Your going to need this item to help that smoke hallow run cooler for fish jerky and so forth.. Spanky recomended I buy this and it has worked great because the smoke hallow tends to run hot, here is what he told me in one of my threads and here is a picture of my smoke hollow I bought a couple months or so..

SPANKY'S RESPONCE

I just remembered, a few of my smoke buddies have the same unit and they often 
have trouble getting the smoke hollow to run at a temp below 250 on hot summer days. Thats fine if you are doing ribs, butts and fatties, but if you want to do fish, jerky, or sausages, thats way to high of heat. here is a link to a cheap fix, and most folks who want a low smoke temp have them on there gassers. Not necesarily this one, but ones like it!

http://www.bayouclassicdepot.com/nv1...urner_part.htm

ONE MORE THING THEY DO SELL COVERS FOR THESE SMOKERS, I AM THINKING ABOUT GETTING ONE


----------



## twohats (Oct 1, 2004)

Thank you for the information. I will have to get that on order.
I have already seasoned it, so its time to get smokin.


----------



## Spanky (Mar 21, 2001)

Well, what ya gonna smoke first? Unless you have ever smoked anything, I suggest you start out with some easy stuff. Fatties are a great way to learn how to deal with temps and weather, and get to know the attitude of your smoker. They are higher in fat content, so they can take some temp fluxuations. Make up a couple different varieties and see which ones ya like. Of course if you are a seasoned smoker, then beer can chickens are great and don't take too long. Ribs (4-6 hrs), Butts (9-12 hrs) briskets (9-14 hrs) take alot of time and need to be preped the night before.

Good luck with your Smoke hollow Gasser.


----------



## twohats (Oct 1, 2004)

Thanks for all the info. I have done chickens and turky breast in the past. So I think I will do a turky breast and butt to start.


----------



## twohats (Oct 1, 2004)

Put two pork butts in at 7:45 am today. At 12:30 they read 170 deg. Had to take the dog to the vet at 1:00 so I drop the temp. and figuered I would put them in foil when I got back. Ended up getting back 2:30, the butts are now at 200 deg.:yikes:. Opps pulled them out wraped them and turned the smoker down to to the lowest setting and opened the vent all the way up. Its now running at 200 in the smoker . I plan on take them out at 3:30 unless. to let them rest and then pull.Sure hope they dont get over done. This is my first time doing butts.


----------



## DangerDan (Mar 10, 2005)

Two butts on the first shot.... Your certainly a brave man...:lol:

I started with jerky & fish
I'm just gradiatin from chicken to Ribs today..


----------



## twohats (Oct 1, 2004)

Success!!!!!!!!! I could not believe how tender they came out. They pretty much fell apart and taste great. Nothing like some good butt.Thanks for all the tips. ribs are next.


----------



## Spanky (Mar 21, 2001)

Another fine person, fallin to the addiction of smoking meat. You are now hooked.

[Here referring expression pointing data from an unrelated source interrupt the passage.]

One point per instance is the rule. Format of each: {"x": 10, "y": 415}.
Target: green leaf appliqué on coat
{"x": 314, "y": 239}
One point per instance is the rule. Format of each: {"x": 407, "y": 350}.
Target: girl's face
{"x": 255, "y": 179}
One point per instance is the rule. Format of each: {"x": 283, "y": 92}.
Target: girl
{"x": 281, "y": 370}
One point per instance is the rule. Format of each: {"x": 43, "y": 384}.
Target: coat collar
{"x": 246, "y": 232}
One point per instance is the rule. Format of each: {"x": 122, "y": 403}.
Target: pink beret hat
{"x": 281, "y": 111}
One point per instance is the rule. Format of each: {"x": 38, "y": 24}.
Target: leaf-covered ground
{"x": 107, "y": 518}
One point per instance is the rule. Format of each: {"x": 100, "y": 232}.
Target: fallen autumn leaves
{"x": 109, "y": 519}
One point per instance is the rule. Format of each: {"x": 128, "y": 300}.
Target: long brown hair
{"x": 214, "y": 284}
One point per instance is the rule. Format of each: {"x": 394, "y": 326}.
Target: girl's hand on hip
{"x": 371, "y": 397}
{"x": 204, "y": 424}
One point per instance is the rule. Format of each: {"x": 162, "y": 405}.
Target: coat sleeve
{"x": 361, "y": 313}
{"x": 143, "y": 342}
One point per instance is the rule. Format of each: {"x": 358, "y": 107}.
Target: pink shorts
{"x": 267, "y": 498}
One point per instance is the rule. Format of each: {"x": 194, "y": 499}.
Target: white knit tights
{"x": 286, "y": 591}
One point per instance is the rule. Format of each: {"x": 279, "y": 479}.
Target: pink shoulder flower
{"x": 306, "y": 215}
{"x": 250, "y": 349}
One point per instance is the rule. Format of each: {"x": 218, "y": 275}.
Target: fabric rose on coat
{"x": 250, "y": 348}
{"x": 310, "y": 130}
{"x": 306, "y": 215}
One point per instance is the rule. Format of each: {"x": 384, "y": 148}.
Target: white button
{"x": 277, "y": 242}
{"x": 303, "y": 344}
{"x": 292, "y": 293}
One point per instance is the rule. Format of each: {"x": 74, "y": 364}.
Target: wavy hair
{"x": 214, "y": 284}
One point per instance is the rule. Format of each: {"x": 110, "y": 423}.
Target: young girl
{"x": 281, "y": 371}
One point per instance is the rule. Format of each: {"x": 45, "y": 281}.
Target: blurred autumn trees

Ah yes, POrk, the wonderful white meat!


----------



## Riva (Aug 10, 2006)

twohats said:


> Success!!!!!!!!! I could not believe how tender they came out. They pretty much fell apart and taste great. Nothing like some good butt.Thanks for all the tips. ribs are next.


Next time you do pulled pork, try it with this bbq sauce: 

http://www.brownwoodfarms.com/sauces.htm 

Put the pork on to a jumbo kaiser roll, some of this cherry BBQ sauce and you will be king amongst peasants!

Buy a lot; it goes fast!


----------



## InTheRiver (May 15, 2006)

Smoke Hollow smokers are really good for the price. I've had one for 3 years. Only problem is... ever since I got it my friends are always over for dinner. 



Riva your the BBQ MAN, I have tried many of the recipes you've post here, one word AWESOME.


----------



## twohats (Oct 1, 2004)

The wife had to go and tell her mother I was smoking pork and of course I had two more to feed at dinner. Now I am probably going to start getting orders. Going out of town next weekend so smoking is going to be out.The cherry bbq souce sounds good.


----------



## Slick fishing (Sep 25, 2002)

twohats said:


> The wife had to go and tell her mother I was smoking pork and of course I had two more to feed at dinner. Now I am probably going to start getting orders. Going out of town next weekend so smoking is going to be out.The cherry bbq souce sounds good.


:lol::lol:


----------



## Spanky (Mar 21, 2001)

Yes, the cherry BBQ sauce is very good. I bought some from a produce market when I was in Traverse City a month ago. It is pretty sweet, but I like it. Another is "Walnut Creek, apple butter barbeque sauce" it is distributed by walnut creek foods in Walnut creek Ohio 44687. It is excellent on ribs! I bought it at my local butcher shop here in Kazoo.


----------



## FISH (Jul 14, 2002)

oh man.....


----------